When the dot-com bubble burst, funds shifted to healthcare-life sciences, where expectations were raised, perhaps unreasonably, with the mapping of the human genome. However, panelists suggested that biotech investors and companies would avoid the dot-com blues. Unlike dot-coms and other industries where product development-to-market cycles are sometimes measured in months, the biotech cycle is measured in years, even decades, said Chris Mirabelli, general partner of HealthCare Ventures. "If you don't hit one funding cycle," he said, "you'll hit another one." Companies that survive find a way to hunker down in lean times and get the job done until the next windfall or opportunity.

Crystal ball
Where will investors be putting their money in the future? Ansbert Gadicke believes personalized medicine will evolve; drugs will be developed to target a person's specific disease pathway. Instead of sinking billions of dollars into a drug that helps only 20 percent of the people for whom it is prescribed, it will be possible, perhaps, to begin treating a smaller number of people with better results.

"If the FDA is reasonable, we will be able to develop these drugs with a fewer number of clinical trials," he said. Another interesting trial will focus on combining gene cloning with work done on centenarians--a small, long-lived population who seem to be resistant to disease. We will see more research into disease prevention and resistance, he added.

Discovering the cellular changes that trigger disease is a ripe area of research. Reprogramming cells--figuring out how diseases change cells from one kind to another--will be a big area of research in the years to come, Carthy said. McGuire's answer was short and cryptic: "silicon medicine."

Early-stage investing
When "Investing in Biotechnology I: The Challenge of Early Stage Investing" panelists were asked to define early-stage investing, Tom Dickerson of Tullis-Dickerson said it was much like Justice William Douglas' description of pornography--he can't define it, but he knows it when he sees it. More practically, he continued, an early-stage company is one in which the CEO still has direct control over all employees.

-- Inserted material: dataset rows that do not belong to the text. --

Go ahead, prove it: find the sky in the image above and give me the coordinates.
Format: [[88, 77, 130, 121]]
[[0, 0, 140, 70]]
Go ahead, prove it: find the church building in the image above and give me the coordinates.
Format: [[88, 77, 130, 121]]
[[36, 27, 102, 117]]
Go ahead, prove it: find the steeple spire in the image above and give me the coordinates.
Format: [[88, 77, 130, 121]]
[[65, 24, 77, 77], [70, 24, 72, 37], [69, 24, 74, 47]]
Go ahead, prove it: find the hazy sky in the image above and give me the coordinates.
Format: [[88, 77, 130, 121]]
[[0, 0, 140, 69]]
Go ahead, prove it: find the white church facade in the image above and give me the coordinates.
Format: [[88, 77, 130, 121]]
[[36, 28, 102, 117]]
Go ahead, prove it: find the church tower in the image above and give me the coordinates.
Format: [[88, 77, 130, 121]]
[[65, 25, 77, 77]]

Russell Hirsch, a managing partner at Prospect Venture Partners, defined early stage as having the first institutional money in and as having the opportunity to provide deal origination. "There are partners walking around in our firm who have an idea for a company or who cross paths with an entrepreneur," he said. The partner then becomes acting CEO of that company, assuring a measure of control.

According to John Freund, managing director of Skyline Ventures, "early stage" means early-stage company, not necessarily early-stage technology. "The direction a company goes is kind of like targeting a ballistic missile," he said. "It starts off someplace and eventually it's going to land somewhere. If you get in at an early stage of the flight, a small change in the direction can affect the eventual target tremendously." He prefers to get in on an investment where the trajectory is not completely formed so, as a VC, he can act as an adviser or coach to the fledgling company, and have a hand in its outcome.

Speaking the language
Being able to assess emerging opportunities in biotech requires an increasingly demanding set of scientific and technical skills, or access to people who can guide you, panelists said.

NewcoGen Group CEO Noubar Afeyan says you don't have to know cutting-edge science, you just have to be able to speak the language. Without that, you can't engage in intelligent dialog. "Over time, you try to figure out what the question is, more than knowing the answers. We're not in the business of finding answers, we're in the business of coming up with really good questions." If you are not a scientist, he added, find someone you trust who speaks the language, who can put a context with the content of a biotech project.